"Many people feel they must multi-task because everybody else is multitasking, but this is partly because they are all interrupting each other so much"
About this Quote
Marilyn vos Savant skewers multitasking not as a heroic skill but as a social contagion. The line’s neat twist is its diagnosis of the “need” to multitask as peer pressure masquerading as productivity. People don’t juggle five things because they’ve discovered a superior way to think; they do it because the room has become a pinball machine of pings, requests, and status-checks. Multitasking, in her framing, is often just coping with a noisy environment we’ve collectively normalized.
The subtext is a rebuke to the self-congratulatory culture of busyness. “Everybody else is multitasking” is the modern workplace’s oldest alibi: if everyone is scattered, no one has to admit that the system is broken. Vos Savant’s sharper move is to locate the cause upstream: interruption. The problem isn’t merely individual discipline; it’s the network effect of constant reachability. When everyone can tap everyone at any moment, the default state becomes fractured attention, and “multitasking” becomes a polite label for being perpetually derailed.
Context matters here: vos Savant built a public reputation on clearheaded reasoning, the kind that punctures fashionable assumptions. Her intent isn’t to romanticize deep work as a lifestyle brand; it’s to show how incentives and norms manufacture mental fragmentation. The quote works because it flips the moral valence: multitasking isn’t evidence of competence, it’s evidence of an ecosystem that confuses motion for progress and calls the resulting stress “efficient.”
The subtext is a rebuke to the self-congratulatory culture of busyness. “Everybody else is multitasking” is the modern workplace’s oldest alibi: if everyone is scattered, no one has to admit that the system is broken. Vos Savant’s sharper move is to locate the cause upstream: interruption. The problem isn’t merely individual discipline; it’s the network effect of constant reachability. When everyone can tap everyone at any moment, the default state becomes fractured attention, and “multitasking” becomes a polite label for being perpetually derailed.

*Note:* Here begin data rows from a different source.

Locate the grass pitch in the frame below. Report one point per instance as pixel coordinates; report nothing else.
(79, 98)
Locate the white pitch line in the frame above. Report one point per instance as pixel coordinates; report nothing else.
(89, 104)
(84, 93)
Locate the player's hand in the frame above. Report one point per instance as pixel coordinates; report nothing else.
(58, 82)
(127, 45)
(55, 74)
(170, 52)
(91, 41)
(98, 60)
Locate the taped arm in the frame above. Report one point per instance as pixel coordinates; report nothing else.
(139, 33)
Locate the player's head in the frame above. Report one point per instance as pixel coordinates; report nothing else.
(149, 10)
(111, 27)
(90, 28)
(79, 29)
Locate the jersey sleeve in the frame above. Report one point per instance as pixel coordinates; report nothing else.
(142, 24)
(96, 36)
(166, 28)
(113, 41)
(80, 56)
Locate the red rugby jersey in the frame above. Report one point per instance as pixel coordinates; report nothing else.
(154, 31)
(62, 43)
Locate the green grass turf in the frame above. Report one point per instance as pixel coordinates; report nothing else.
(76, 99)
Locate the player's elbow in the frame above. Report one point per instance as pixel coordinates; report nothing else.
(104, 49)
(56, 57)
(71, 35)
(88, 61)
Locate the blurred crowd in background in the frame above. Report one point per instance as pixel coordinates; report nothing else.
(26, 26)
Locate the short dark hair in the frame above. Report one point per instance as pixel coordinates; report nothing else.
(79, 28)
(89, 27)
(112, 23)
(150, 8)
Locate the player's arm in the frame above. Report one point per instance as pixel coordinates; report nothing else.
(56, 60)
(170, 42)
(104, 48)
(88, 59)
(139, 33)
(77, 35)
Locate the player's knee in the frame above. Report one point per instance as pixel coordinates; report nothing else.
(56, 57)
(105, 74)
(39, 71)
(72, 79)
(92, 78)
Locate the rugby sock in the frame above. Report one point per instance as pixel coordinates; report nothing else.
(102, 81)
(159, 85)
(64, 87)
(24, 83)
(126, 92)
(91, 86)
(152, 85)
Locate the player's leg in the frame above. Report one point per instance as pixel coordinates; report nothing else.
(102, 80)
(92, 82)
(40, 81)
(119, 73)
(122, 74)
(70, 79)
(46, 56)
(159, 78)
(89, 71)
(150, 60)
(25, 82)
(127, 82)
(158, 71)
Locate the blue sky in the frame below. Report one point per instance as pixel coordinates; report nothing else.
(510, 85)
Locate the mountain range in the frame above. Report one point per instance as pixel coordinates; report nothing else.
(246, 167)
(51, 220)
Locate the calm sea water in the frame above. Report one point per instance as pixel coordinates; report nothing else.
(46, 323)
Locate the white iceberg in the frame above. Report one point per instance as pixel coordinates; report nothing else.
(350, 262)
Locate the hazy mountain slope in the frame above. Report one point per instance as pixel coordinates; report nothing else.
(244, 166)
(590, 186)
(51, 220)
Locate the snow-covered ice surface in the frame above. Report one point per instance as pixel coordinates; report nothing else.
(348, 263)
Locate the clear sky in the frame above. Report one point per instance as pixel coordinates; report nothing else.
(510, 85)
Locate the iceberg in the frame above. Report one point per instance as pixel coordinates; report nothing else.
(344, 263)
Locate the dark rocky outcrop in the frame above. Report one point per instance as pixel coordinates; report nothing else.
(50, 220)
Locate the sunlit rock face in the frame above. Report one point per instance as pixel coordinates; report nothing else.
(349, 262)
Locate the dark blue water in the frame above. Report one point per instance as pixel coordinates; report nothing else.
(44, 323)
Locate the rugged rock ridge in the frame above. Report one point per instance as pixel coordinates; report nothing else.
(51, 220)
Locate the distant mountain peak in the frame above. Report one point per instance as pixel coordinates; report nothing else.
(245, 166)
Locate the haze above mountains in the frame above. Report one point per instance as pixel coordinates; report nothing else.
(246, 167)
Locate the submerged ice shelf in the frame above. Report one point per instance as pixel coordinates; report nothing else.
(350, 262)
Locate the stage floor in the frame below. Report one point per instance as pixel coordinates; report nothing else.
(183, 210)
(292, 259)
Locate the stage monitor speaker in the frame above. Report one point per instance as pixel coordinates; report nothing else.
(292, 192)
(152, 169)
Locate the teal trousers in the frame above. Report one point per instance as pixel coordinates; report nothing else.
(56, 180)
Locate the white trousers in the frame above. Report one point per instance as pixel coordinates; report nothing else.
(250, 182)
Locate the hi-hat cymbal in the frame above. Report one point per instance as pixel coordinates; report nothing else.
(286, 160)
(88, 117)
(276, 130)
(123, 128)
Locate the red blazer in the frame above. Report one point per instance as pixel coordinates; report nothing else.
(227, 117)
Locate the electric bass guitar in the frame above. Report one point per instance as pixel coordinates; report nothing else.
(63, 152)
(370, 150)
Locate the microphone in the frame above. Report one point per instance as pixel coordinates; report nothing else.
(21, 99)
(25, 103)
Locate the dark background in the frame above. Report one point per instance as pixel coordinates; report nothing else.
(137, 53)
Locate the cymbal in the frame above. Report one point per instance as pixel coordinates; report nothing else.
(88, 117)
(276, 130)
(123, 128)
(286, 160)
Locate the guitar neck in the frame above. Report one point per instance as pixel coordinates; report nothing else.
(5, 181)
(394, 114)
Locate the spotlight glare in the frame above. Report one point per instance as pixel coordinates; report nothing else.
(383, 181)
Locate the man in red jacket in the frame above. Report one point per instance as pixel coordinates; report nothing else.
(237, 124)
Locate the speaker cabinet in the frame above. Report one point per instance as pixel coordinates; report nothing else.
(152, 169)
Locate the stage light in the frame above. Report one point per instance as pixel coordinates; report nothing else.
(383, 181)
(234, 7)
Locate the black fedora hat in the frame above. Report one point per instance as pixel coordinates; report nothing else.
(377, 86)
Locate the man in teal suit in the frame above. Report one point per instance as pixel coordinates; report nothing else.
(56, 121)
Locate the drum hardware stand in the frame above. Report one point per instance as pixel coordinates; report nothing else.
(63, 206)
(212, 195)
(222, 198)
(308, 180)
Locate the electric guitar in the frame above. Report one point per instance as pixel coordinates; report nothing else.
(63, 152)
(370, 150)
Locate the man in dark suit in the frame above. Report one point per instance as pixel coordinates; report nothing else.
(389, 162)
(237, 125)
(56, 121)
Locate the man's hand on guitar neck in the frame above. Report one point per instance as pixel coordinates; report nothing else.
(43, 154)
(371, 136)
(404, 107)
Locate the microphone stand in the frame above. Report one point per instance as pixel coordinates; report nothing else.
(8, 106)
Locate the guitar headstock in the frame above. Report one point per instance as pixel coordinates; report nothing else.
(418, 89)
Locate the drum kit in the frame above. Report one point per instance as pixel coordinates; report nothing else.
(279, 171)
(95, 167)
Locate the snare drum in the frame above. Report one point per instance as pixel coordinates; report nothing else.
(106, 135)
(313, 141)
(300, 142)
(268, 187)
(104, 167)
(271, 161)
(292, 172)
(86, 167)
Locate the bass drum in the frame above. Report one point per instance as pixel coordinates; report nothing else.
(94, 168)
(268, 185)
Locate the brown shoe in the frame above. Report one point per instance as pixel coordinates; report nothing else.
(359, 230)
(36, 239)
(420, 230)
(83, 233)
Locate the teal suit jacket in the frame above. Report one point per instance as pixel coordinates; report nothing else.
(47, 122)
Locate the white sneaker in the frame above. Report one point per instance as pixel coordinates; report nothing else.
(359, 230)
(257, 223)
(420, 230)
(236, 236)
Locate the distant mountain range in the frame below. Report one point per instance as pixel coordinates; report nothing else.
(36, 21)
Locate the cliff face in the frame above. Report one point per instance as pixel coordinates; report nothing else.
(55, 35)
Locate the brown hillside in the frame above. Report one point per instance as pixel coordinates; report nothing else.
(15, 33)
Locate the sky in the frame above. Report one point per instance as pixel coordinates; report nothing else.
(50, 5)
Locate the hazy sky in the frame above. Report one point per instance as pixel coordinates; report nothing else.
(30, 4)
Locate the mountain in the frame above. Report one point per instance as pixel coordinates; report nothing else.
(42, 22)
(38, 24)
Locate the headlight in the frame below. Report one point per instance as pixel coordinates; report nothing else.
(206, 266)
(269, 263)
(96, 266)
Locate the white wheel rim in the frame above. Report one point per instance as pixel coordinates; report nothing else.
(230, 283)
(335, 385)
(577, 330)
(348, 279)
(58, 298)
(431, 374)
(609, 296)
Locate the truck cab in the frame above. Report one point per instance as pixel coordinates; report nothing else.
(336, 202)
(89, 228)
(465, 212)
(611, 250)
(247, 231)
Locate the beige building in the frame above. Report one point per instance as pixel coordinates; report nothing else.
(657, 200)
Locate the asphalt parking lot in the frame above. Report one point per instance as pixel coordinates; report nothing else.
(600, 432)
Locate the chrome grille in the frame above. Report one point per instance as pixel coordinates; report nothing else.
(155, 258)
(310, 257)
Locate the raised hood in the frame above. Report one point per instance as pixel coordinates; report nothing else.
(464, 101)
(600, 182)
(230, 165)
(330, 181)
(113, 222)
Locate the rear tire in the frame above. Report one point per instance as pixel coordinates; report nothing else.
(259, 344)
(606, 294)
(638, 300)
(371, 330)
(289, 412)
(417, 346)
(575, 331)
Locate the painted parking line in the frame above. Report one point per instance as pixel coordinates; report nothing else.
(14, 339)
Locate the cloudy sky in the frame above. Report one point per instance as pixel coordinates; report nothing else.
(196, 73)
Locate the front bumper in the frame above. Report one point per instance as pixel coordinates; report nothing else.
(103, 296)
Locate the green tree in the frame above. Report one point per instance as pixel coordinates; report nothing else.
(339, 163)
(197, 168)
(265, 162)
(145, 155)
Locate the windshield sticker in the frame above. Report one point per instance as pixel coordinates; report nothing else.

Context matters here: vos Savant built a public reputation on clearheaded reasoning, the kind that punctures fashionable assumptions. Her intent isn’t to romanticize deep work as a lifestyle brand; it’s to show how incentives and norms manufacture mental fragmentation. The quote works because it flips the moral valence: multitasking isn’t evidence of competence, it’s evidence of an ecosystem that confuses motion for progress and calls the resulting stress “efficient.”